Priestown, construida a orillas del río Ribble, era la ciudad más grande que había visitado nunca. Cuando bajamos la colina, el río tenía el aspecto de una enorme serpiente de color naranja que brillaba a la luz del sol poniente.

Era una ciudad de iglesias, con torres y chapiteles visibles por encima de las pequeñas casas adosadas en hileras. En lo alto de una loma, cerca del centro de la ciudad, se levantaba la catedral. Dentro de ella cabrían tres de las mayores iglesias que había visto en toda mi vida. Y el campanario era algo impresionante. Era de piedra caliza, y tan blanco y tan alto que pensé que los días de lluvia la punta debía de quedar oculta entre las nubes.

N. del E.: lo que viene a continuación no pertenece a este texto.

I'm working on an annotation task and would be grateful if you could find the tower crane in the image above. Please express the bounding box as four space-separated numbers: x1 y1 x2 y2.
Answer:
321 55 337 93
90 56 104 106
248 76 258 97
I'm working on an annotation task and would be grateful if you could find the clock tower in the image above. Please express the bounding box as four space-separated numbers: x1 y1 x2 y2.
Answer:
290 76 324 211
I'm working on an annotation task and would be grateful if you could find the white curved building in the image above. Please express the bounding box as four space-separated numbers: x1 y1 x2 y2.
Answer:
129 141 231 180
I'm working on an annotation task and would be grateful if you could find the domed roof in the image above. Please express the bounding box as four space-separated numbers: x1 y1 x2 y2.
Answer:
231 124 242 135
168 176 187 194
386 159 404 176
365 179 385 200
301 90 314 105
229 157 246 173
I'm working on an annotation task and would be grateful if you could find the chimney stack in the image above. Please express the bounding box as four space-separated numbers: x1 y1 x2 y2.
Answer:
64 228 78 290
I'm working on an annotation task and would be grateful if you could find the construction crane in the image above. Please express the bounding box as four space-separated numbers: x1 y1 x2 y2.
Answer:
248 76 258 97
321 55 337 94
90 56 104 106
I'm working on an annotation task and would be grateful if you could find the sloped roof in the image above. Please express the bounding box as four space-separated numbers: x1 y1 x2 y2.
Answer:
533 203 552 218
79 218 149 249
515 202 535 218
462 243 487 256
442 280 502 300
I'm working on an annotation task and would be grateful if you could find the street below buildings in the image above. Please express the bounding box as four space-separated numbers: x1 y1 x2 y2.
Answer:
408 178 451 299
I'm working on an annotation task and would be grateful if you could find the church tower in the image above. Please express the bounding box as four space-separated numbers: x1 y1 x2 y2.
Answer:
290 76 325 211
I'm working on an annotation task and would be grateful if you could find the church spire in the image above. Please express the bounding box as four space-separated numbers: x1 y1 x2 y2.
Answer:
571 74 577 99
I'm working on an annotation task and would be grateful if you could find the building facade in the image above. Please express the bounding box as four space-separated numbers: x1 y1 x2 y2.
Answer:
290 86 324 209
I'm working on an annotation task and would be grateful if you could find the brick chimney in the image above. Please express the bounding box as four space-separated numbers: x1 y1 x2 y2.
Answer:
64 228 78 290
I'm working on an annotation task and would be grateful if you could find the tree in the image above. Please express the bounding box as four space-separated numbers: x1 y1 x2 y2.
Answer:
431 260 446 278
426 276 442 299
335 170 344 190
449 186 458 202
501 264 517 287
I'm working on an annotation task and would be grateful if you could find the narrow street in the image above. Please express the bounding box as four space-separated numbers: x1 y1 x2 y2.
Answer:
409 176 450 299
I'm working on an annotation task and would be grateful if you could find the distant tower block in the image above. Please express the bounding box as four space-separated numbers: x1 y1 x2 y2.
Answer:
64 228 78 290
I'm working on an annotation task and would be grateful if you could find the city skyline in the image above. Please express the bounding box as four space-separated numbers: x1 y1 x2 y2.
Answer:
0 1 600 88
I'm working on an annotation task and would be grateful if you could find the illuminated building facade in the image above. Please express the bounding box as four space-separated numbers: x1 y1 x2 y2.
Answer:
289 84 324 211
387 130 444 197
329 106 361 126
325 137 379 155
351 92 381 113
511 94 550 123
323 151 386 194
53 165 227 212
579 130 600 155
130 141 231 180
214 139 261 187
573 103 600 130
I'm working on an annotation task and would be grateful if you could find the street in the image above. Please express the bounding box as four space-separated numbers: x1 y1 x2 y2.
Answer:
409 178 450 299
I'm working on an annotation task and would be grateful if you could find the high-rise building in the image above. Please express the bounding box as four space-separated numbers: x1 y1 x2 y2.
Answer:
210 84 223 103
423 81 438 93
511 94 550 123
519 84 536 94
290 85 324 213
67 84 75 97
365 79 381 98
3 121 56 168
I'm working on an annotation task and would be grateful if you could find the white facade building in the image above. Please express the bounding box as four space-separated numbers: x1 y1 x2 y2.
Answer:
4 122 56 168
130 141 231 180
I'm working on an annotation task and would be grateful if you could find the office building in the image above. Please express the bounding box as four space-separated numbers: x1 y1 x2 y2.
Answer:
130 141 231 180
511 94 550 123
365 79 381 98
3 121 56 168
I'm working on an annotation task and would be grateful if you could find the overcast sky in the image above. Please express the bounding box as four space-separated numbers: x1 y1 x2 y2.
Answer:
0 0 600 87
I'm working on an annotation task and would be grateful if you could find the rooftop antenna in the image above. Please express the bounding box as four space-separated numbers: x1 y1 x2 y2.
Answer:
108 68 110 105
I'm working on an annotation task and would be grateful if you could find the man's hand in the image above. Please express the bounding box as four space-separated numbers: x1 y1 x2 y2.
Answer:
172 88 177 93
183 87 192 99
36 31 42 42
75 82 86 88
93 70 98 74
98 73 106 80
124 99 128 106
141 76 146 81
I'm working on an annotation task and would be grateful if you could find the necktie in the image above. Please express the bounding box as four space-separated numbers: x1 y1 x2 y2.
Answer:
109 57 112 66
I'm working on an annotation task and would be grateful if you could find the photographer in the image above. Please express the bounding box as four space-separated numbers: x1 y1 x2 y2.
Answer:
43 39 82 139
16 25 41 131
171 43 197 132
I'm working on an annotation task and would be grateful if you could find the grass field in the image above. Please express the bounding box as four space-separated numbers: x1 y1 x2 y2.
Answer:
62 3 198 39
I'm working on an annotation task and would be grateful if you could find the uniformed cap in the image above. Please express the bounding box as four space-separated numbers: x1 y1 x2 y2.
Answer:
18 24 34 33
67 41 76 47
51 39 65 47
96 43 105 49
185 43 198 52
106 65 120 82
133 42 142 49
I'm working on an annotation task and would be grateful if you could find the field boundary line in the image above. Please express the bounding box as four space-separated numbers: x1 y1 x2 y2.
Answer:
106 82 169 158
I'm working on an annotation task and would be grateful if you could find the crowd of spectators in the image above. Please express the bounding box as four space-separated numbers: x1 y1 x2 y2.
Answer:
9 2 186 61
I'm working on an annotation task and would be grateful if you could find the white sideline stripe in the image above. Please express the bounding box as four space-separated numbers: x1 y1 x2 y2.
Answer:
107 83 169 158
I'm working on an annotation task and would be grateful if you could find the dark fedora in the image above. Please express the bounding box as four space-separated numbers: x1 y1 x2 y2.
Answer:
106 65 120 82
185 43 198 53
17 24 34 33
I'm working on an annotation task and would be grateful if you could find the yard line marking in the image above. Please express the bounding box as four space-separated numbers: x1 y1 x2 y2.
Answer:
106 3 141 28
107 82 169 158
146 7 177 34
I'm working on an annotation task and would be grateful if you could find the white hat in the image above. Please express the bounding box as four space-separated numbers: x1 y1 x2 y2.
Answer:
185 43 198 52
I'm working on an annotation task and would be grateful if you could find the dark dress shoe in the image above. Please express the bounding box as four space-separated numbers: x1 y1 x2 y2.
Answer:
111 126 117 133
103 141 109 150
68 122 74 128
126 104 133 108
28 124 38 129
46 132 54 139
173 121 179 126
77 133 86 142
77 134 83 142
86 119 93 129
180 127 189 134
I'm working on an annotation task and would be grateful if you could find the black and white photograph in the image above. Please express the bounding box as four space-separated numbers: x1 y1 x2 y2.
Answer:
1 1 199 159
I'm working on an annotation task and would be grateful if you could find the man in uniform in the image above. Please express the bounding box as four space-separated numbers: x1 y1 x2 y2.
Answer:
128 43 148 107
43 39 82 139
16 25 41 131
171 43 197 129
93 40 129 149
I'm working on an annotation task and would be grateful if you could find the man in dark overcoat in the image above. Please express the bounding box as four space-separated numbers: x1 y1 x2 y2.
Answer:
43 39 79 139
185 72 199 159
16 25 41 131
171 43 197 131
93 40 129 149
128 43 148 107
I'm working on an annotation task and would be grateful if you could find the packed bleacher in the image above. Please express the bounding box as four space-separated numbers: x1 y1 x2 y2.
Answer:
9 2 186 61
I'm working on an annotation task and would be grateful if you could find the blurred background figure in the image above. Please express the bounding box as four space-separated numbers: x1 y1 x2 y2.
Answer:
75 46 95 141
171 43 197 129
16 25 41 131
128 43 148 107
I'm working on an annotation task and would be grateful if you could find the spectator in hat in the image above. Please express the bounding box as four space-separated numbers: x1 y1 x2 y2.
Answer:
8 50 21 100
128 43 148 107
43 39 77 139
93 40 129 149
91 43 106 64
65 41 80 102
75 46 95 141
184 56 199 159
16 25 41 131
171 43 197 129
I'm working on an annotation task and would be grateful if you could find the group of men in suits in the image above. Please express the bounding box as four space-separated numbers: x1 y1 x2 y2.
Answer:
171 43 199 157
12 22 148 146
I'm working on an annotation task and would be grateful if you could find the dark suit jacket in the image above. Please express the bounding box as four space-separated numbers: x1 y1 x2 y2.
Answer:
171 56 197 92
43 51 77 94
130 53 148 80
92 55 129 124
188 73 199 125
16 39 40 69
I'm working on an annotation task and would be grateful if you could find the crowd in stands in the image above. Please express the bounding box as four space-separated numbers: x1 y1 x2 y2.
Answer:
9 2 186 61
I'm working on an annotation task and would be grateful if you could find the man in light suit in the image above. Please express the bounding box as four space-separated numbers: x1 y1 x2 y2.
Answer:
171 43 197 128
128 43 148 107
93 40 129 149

—¿Es el campanario más alto del mundo? —pregunté, señalando emocionado.

—No, muchacho —respondió el Espectro con una mueca—. Pero sí el más alto del condado, como corresponde a una ciudad con tantos curas. Preferiría que hubiera menos, pero tendremos que conformarnos.

De pronto, desapareció la mueca de su cara.

—¡Hablando del Diablo! —exclamó. Apretó los dientes y me arrastró a un hueco entre los setos. Se puso el dedo frente a los labios para indicarme silencio y me hizo agazaparme, mientras oíamos unas pisadas que se acercaban.

Era un seto de zarzas muy denso y aún conservaba la mayoría de las hojas, pero a través del follaje pude distinguir una sotana negra sobre las botas. ¡Era un sacerdote! Nos quedamos allí un rato, hasta después de que se perdiera el sonido de las pisadas, Hasta entonces el Espectro no quiso volver al camino. Yo no entendía a qué se debía tanto jaleo. En nuestros viajes nos habíamos cruzado con muchos sacerdotes. Nunca se habían mostrado muy amables, pero tampoco nos habíamos escondido.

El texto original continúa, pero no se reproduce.